SUNRISE MANGO COCONUT CHIA PUDDING
Sunrise Mango Coconut Chia Pudding is a creamy and naturally sweet vegan pudding that brings the richness of coconut milk with the bright and juicy freshness of mango. The chia pudding is made with just a few wholesome ingredients. This quick preparation treat is perfect for breakfast, dessert or a satisfying midday snack. Chia seeds provide a source of fibre, omega-3 fatty acids and plant-based protein, while the mango offers a tropical twist and a burst of natural sweetness. This uncooked dish is not only delicious but also incredibly versatile, plentiful for meal preparation, layered parfaits or even entertaining guests with a light yet indulgent vegan option. This Sunrise Mango Coconut Chia Pudding is smooth, refreshing and packed with nutrients. This pudding delivers flavour and functionality. Whether enjoyed chilled on a summer morning or dressed up with fruit toppings for dessert, it’s an easy and favourite plant-based dessert.
RECIPE CATEGORY
Dessert
SERVING SIZE
1
CUISINE
Caribbean
PREPARATION/TECHNIQUES
No-Cook
OCCASION/HOLIDAY
Summer
SPECIAL CONSIDERATION/DIETARY CONCERNS
Vegan, Healthy, High Fibre, Low Fat, Quick & Easy, Raw, Wheat / Gluten-Free
DISH TYPE
Frozen Dessert
INGREDIENTS
Here is a list of ingredients for Sunrise Mango Coconut Chia Pudding:
- ¼ Cup Mango, Diced
- 1 Tablespoon Chia Seeds
- ½ Cup Coconut Milk
- ½ teaspoon Maple Syrup
FULL NUTRITIONAL INFORMATION
- Calories: 314.2 kilocalories
- Protein: 4.6 grams
- Carbohydrates: 16.6 grams
- Fibre: 4.8 grams
- Sugars: 7.6 grams
- Fat: 37.9 grams
- Saturated Fat: 21.8 grams
- Sodium: 17.4 milligrams
- Potassium: 373.7 milligrams
- Calcium: 103.9 milligrams
- Iron: 4.7 milligrams
PREPARATION
These steps are followed for the preparation of Sunrise Mango Coconut Chia Pudding:
- Combine The Base: In a 200 to 250 millilitre jar or small bowl, add 1 tablespoon chia seeds, ½ cup coconut milk and ½ teaspoon maple syrup.

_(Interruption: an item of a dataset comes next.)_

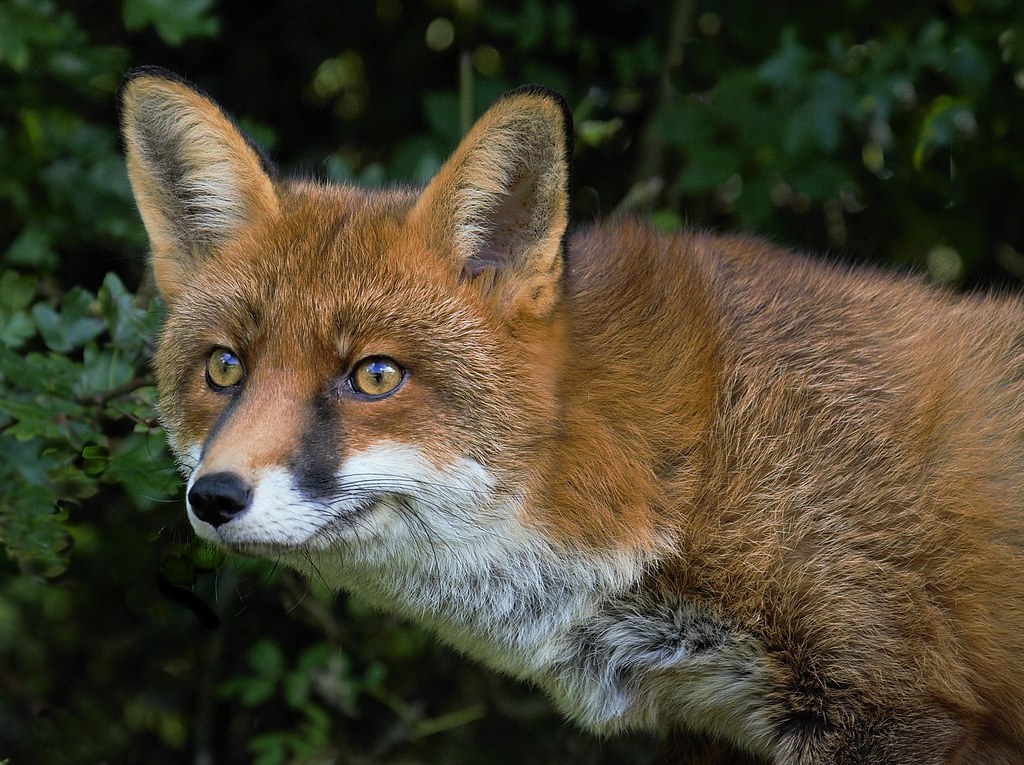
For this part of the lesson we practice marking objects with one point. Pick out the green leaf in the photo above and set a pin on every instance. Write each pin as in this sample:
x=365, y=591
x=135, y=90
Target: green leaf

- Mix Well: Stir briskly for 30 seconds, scraping sides and base so all seeds are submerged with no clumps.
- Rest And Re‑Stir: Let stand for 5 minutes, then stir again to break any clusters.
- Chill: Cover and refrigerate for at least 1 hour, ideally 2 to 4 hours or overnight until thick and pudding-like.
- Adjust Consistency: If too thick, stir in 1 to 2 tablespoons of coconut milk. If too loose, add ½ teaspoon chia seeds and chill for 10 minutes.
- Top And Serve: Spoon into a dish, add ¼ cup diced mango, taste and adjust sweetness if desired, then serve chilled.
PREP TIME
5 Minutes
COOKING TIME
0 Minutes
TIPS
Here are some helpful tips for Sunrise Mango Coconut Chia Pudding:
- Use Ripe Mango: Sweet and ripe mango will naturally enhance the flavour without needing an extra sweetener.
- Stir Twice: Mix the pudding twice in the first 10 minutes to avoid clumping.
- Choose Quality Coconut Milk: Full-fat coconut milk yields the best creamy texture.
- Make Ahead: It’s perfect for prepping in jars for the week ahead.
- Presentation Tip: Serve in clear jars or glasses to show off the vibrant mango topping.
VARIATIONS
- Tropical Fruit Mix: Swap mango or mix with pineapple, papaya or kiwi.
- Add Protein: Stir in a scoop of vegan protein powder for a post-workout snack.
- Cinnamon Or Cardamom: Add a pinch of warm spice for extra depth.
- Layer It: Make parfaits by alternating with granola or coconut yoghurt.
- Nutty Crunch: Top with toasted coconut flakes or slivered almonds.
PREPPING AND STORAGE
- Refrigeration: Store in an airtight container in the fridge for up to 4 days.
- Freezing: Freeze in small jars and thaw overnight in the fridge before eating.
- Avoid Early Topping: Add mango just before serving to keep it vibrant and fresh.
- Batch Prep: Multiply ingredients and portion into jars for quick grab-and-go options.